You could cry from the moistness of this amazing pumpkin chocolate cake, and the rich icing will please anyone’s sweet craving.

Servings: 12
Yield: 2 dozen

Ingredients

  1. ½ cup butter
  2. ⅓ cup white sugar
  3. ⅓ cup dark corn syrup
  4. 1 egg, separated
  5. 1 ¼ cups all-purpose flour
  6. 1 cup finely chopped walnuts
  7. 1 cup any flavor fruit jam

Instructions

  1. In a medium bowl, cream together the butter and sugar. Stir in the corn syrup and egg yolk. Gradually stir in the flour until fully incorporated. Cover and chill for at least 1/2 hour.
  2. Preheat oven to 325 degrees F (165 degrees C). Lightly grease baking sheets.
  3. Roll dough into 1 inch balls, dip them in the egg white, then roll them in the nuts. Place cookies on the prepared cookie sheet 2 inches apart. Using your finger, make an indention in the center of each cookie.
  4. Bake for 20 to 25 minutes in the preheated oven, or until golden. Fill each indention with a small amount of jam while cookies are still warm.

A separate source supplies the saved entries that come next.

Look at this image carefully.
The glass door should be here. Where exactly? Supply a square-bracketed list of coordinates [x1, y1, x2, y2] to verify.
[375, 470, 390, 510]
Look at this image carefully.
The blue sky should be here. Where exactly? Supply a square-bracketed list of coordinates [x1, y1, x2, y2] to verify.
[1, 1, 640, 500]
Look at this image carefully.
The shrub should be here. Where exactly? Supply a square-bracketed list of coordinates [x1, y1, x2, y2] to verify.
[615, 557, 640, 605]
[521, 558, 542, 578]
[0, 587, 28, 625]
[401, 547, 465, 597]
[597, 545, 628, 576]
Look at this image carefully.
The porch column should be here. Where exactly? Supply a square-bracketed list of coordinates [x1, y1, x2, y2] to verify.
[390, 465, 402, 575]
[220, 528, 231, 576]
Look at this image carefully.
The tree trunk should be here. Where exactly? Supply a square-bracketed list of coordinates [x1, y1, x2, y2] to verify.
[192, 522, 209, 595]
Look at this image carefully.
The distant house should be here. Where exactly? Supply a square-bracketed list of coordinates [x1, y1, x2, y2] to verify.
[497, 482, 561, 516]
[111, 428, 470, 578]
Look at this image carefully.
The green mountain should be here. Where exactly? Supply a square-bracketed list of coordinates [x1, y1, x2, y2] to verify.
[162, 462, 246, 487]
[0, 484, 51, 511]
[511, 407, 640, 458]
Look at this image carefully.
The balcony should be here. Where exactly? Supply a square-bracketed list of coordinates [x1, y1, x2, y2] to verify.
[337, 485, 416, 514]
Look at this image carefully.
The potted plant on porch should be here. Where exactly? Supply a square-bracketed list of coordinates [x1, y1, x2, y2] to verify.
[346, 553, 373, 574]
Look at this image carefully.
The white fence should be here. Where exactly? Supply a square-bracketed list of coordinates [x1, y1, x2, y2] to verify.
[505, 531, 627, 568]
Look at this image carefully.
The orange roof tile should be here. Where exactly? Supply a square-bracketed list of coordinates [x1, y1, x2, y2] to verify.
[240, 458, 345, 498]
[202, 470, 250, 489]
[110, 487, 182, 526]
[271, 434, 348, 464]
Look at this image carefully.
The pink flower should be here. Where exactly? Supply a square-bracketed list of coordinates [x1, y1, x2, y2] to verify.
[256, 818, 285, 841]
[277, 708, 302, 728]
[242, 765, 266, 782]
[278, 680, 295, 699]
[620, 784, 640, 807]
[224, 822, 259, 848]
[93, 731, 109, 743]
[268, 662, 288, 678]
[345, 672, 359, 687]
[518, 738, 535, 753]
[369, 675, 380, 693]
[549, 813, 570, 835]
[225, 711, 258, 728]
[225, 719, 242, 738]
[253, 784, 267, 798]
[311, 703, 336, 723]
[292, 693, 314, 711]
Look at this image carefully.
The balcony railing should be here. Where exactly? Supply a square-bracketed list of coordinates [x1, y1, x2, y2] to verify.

Allow cookies to cool on the baking sheets.

Nutrition Facts

Calories 306 kcal
Carbohydrate 42 g
Cholesterol 36 mg
Dietary Fiber 1 g
Protein 4 g
Saturated Fat 6 g
Sodium 83 mg
Sugars 21 g
Fat 15 g
Unsaturated Fat 0 g

Reviews

Brian Wilson
Yummy cookie.. easy to make. i had some homemade persimmon jam so I used that. I let the dough chill several hours and found that putting the dough back in the fridge between batches kept the cookies from spreading. When I left the dough out, they spread more.
Christopher Sullivan
these didn’t come out like I thought they would. maybe I did something wrong
Courtney Wells
While these tasted good, they spread everywhere for me. I added jam before baking on most of them, the ones I indented and baked without had no indentation left once baked. Maybe they needed more flour in the recipe. I also baked some without rolling in the nuts. They spread almost completely flat. I think it could also use some vanilla in the dough. I like the almond shortbread thumbprints better. Thanks anyway!
Andrew Johnson
While these tasted good, they spread everywhere for me. I added jam before baking on most of them, the ones I indented and baked without had no indentation left once baked. Maybe they needed more flour in the recipe. I also baked some without rolling in the nuts. They spread almost completely flat. I think it could also use some vanilla in the dough. I like the almond shortbread thumbprints better. Thanks anyway!
Nicholas Guerrero
These are excellent. I made a batch for my choir and they were devoured within minutes. The recipe made about two dozen. There was no opportunity for the jam to fall out because the cookies never made it into a cookie jar. Also, the jam dries out a little and adheres to the cookie as it cools. I’d like to give this four and a HALF stars.